Newstalk's Richard Chambers said the vigil became a "celebration of the city, despite the sorrowful occasion"

"A show of unity" - Thousands attend vigil in Manchester

Picture by: Martin Rickett/PA Wire/PA Images

Thousands of people have gathered for a vigil in Manchester following last night's suspected suicide bombing in the city.

The attack at the Manchester Arena after an Ariana Grande concert left 22 dead and 59 others injured.

The suspect behind the attack has been named by police as 22-year-old Salman Abedi.

Thousands gathered in Albert Square in the city centre this evening, and observed a minute's silence for the victims.

Community and faith leaders gathered together to spread a message that "love is stronger than hate".

Political figures from the major British parties were also in attendance, alongside city officials and Chief Constable of Greater Manchester Police Ian Hopkins.

Lord Mayor Eddy Newman told the crowd: "The people of Manchester will remember the victims forever, and we will defy the terrorists by all our diverse communities working together cohesively and with mutual respect."

Local poet Tony Walsh recited his poem This Is The Place at the vigil.

Newstalk reporter Richard Chambers told Drive that "tens of thousands" gathered at Albert Square, with the crowd spilling into the streets surrounding it.

He explained: "It really became something of a celebration of the city, despite the sorrowful occasion.
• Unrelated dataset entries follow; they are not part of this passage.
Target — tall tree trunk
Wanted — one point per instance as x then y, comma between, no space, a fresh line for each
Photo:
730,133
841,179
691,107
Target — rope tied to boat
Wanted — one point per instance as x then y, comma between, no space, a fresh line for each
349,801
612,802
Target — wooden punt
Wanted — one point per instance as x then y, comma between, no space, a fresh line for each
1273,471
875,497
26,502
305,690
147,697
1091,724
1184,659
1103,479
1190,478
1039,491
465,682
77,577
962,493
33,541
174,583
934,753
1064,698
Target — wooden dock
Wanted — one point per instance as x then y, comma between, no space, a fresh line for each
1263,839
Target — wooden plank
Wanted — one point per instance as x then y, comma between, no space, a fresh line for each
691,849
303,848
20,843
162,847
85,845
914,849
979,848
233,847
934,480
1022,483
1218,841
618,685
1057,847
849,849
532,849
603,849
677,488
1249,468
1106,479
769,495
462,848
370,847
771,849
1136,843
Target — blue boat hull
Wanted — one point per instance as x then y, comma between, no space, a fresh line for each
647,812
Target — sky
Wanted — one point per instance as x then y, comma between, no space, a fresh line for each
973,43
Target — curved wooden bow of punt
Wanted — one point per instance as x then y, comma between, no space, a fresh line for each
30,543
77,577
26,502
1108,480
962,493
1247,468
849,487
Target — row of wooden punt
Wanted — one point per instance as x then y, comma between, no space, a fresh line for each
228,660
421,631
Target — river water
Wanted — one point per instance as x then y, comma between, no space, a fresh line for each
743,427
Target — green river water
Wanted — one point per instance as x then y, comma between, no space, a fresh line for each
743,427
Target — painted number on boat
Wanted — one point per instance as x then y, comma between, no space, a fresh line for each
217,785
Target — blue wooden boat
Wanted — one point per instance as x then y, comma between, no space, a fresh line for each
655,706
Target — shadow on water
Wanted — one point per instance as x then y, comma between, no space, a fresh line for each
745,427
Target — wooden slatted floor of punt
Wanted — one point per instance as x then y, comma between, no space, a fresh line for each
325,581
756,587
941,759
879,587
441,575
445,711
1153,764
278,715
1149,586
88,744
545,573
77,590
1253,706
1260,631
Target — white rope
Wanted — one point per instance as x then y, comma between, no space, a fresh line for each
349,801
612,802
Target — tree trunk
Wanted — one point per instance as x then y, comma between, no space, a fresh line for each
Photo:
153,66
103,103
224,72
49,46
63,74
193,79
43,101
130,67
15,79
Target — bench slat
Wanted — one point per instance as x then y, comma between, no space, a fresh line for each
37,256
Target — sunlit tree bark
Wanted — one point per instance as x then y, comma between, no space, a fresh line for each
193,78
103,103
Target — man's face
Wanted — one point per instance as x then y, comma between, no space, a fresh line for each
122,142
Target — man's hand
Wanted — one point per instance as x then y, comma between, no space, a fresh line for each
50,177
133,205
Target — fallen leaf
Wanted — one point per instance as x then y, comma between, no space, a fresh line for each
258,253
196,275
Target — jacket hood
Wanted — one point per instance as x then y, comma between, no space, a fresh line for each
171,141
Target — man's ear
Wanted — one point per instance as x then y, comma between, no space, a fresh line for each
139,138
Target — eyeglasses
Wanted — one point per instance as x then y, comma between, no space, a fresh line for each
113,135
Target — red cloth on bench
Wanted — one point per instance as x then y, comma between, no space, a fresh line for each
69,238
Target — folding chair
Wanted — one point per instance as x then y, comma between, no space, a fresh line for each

You had groups of all backgrounds - whether they be Christians, Muslims, Jews, Hindus, Sikhs - all chanted and applauded into the square as they arrived with 'I Love Manchester' signs.

"It really did become something of a show of unity."

Richard added: "What ended it all at the end of the vigil [...] was a lone man in the crowd who was crowing a Smiths lyric again and again - 'there is a light, and it never goes out'. It just caught on among the crowd, and it was a very poignant moment."